On social networks, however, it is becoming increasingly difficult to separate the news from the noise. According to a survey carried out in August 2017 by the Pew Research Center, over three quarters of Americans under the age of 50 get at least some news from social networks – predominantly Twitter. Limited until recently to 140 characters, this platform does not exactly lend itself to nuanced perspectives, as exemplified by vulgarian par excellence Donald Trump, and more importantly, the viral nature of the web enables jingoistic soundbites to assume validity simply in virtue of their visibility.
Consideration must also be given to the psychological mechanisms that often lead people to post content on these sites in the first place. In short, it seems that the need for us to belong in a group makes us more likely to seek affirmation according to the rules of the group rather than through genuine personal expression.
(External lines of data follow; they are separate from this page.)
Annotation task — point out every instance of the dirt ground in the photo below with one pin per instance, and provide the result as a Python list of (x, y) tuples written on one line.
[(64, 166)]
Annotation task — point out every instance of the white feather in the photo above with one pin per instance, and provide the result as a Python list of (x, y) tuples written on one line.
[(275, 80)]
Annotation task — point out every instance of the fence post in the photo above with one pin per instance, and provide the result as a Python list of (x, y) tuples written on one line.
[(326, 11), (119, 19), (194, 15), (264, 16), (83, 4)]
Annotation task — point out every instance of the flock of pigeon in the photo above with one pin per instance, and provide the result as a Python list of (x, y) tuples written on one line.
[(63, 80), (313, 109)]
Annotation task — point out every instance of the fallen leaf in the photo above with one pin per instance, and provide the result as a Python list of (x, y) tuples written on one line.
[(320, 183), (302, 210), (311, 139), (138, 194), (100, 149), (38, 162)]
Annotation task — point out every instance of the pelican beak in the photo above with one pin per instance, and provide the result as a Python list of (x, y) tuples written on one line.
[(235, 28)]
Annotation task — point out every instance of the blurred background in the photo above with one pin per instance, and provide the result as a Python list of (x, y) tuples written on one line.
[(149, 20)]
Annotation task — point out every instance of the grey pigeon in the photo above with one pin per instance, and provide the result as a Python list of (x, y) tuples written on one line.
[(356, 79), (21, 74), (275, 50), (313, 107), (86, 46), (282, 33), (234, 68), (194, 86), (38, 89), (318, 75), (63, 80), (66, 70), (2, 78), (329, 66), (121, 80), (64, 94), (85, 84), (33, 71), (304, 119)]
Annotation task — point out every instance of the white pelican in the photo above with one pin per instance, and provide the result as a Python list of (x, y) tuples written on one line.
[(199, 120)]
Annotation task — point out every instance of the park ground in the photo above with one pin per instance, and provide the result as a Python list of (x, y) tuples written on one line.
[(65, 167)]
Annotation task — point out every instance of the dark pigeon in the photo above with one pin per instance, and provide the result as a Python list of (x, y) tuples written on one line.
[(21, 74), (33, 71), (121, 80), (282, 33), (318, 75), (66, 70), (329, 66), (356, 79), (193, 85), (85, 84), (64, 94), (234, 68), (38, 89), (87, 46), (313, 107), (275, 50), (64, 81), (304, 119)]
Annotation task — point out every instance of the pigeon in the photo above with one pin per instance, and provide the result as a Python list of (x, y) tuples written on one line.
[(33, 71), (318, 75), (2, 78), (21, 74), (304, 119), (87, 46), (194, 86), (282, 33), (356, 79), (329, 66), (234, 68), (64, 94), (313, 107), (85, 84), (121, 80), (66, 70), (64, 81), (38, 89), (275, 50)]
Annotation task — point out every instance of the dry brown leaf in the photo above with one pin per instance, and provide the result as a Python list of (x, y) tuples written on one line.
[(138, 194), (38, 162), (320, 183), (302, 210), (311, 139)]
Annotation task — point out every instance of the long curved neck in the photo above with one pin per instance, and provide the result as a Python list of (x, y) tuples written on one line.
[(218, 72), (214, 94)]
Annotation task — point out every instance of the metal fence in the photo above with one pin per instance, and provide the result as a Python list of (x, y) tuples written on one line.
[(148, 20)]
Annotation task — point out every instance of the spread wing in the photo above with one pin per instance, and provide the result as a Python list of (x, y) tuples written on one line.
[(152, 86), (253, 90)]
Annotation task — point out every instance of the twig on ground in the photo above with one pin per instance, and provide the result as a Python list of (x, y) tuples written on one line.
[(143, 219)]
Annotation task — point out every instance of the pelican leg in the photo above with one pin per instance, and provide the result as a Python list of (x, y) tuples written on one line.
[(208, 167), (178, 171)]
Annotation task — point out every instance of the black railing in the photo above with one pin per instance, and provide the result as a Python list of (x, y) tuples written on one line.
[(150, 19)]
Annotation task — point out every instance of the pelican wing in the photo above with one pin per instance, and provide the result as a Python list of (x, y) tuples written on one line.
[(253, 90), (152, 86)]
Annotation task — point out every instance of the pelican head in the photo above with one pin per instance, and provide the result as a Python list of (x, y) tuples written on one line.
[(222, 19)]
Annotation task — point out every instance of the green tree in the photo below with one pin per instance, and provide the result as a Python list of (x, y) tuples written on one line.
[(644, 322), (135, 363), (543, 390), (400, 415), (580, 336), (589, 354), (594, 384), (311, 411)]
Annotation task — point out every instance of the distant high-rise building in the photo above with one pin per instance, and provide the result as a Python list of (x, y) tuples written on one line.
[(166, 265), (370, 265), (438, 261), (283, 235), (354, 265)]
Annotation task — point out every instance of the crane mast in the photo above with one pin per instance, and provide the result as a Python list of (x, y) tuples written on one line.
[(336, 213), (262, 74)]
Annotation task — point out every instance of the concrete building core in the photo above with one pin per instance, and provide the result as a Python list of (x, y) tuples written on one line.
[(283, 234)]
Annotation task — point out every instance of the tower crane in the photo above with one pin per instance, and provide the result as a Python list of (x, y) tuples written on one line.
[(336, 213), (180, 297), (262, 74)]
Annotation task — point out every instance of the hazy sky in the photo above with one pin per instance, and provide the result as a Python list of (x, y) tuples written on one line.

It is really just a numbers game, the sole aim being to amass as many likes as the pertinence of the hashtag will allow.
Crucially, this online group identity appears to align itself pretty neatly with what many voters perceive to be left wing policies. Indeed, that the current Tory government is proving to be pretty toothless is somewhat beside the point. Championing Labour appears to facilitate inclusion – ‘for the many, not the few’ – whereas it is evidently less fashionable to back a ruling party whose ideology, at least in theory, is based around empowering the individual to change his or her own lot without state intervention. In practice, this can never completely work, because it does not factor in embedded social, economic and racial prejudices that, to modify Orwell’s felicitous phrase, serve to make some individuals more equal than others. Nevertheless, the fact still remains: more than one political model exists, and such pluralism is critical for any democracy to function.
Yet the internet community – the largest and supposedly most inclusive of them all – has yet to diversify sufficiently to allow the plurality of perspectives that actually do exist to compete for attention. And, this echo chamber of self-affirmation will remain hermetically sealed to opinions from the credible right for as long as they are tarred by the ugly brush of Britain First bigots. No-platforming speakers because of borderline views is one thing, but refusing to even countenance different socioeconomic positions is another. Debate should be exactly that – an open space where opposing viewpoints can be aired and shared. Shy Tory or Limousine Liberal? Now there’s a debate for you.